2. There shall be eight classes of membership:
Junior Student up to Grade 12 (1 vote per)
Individual Regular members (1 vote per)
Family Two or more members of the same family (l vote)
Group Artistic group of unrelated members (l vote)
Business Company (1 vote)
Patron Supporters of Arts (1 vote)
Benefactor Supporters of Arts (1 vote)
Friend Supporters of Arts (1 vote)
3. Membership shall be granted to any applicant who has applied for
Membership, paid the membership dues and been accepted by the Board.
4. Each classification of membership is entitled to one vote. One
Individual may not represent more than one vote at any General Meeting.

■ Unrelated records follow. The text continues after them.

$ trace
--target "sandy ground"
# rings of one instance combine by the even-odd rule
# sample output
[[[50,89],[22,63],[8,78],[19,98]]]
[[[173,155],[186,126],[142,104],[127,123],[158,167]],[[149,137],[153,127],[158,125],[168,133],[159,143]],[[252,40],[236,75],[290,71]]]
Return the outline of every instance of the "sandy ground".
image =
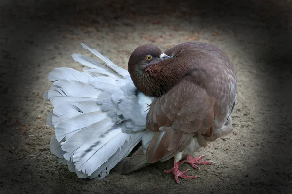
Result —
[[[0,2],[0,193],[292,193],[291,0]],[[224,50],[238,80],[234,132],[195,155],[214,165],[175,183],[172,160],[102,181],[80,179],[49,150],[47,76],[81,70],[80,42],[127,68],[138,46],[198,41]],[[182,170],[189,168],[187,164]]]

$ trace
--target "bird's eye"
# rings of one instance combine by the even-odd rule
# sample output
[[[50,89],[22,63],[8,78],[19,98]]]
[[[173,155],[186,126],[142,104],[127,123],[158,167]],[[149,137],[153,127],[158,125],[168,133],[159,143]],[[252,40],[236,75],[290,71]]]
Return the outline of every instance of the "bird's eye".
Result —
[[[146,56],[146,59],[147,59],[147,60],[150,60],[151,59],[152,59],[152,56],[151,56],[150,55],[148,55]]]

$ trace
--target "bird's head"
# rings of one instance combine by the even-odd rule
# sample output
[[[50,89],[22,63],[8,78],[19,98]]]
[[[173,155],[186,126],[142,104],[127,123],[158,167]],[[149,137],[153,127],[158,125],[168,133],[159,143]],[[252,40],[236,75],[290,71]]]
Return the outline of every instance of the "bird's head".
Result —
[[[146,95],[156,97],[165,92],[162,89],[161,84],[167,80],[161,81],[164,78],[158,72],[165,69],[167,59],[169,58],[153,44],[143,45],[134,50],[129,60],[128,71],[139,91]]]
[[[158,47],[152,44],[143,45],[134,50],[128,64],[131,76],[143,75],[145,69],[153,64],[170,58],[162,52]]]

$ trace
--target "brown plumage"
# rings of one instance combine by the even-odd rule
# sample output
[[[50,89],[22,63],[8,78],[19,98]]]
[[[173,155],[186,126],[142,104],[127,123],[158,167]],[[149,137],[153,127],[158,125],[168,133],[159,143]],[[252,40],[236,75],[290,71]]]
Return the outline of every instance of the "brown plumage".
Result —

5. There shall be no voting by proxy.
2. FEES
1. There shall be no initiation fee.
2. Annual dues for each class of membership shall remain in force until changed by the incoming Board at the first General Meeting following their election at the Annual General Meeting and any changed annual dues shall take effect on January 1 following the Annual General Meeting.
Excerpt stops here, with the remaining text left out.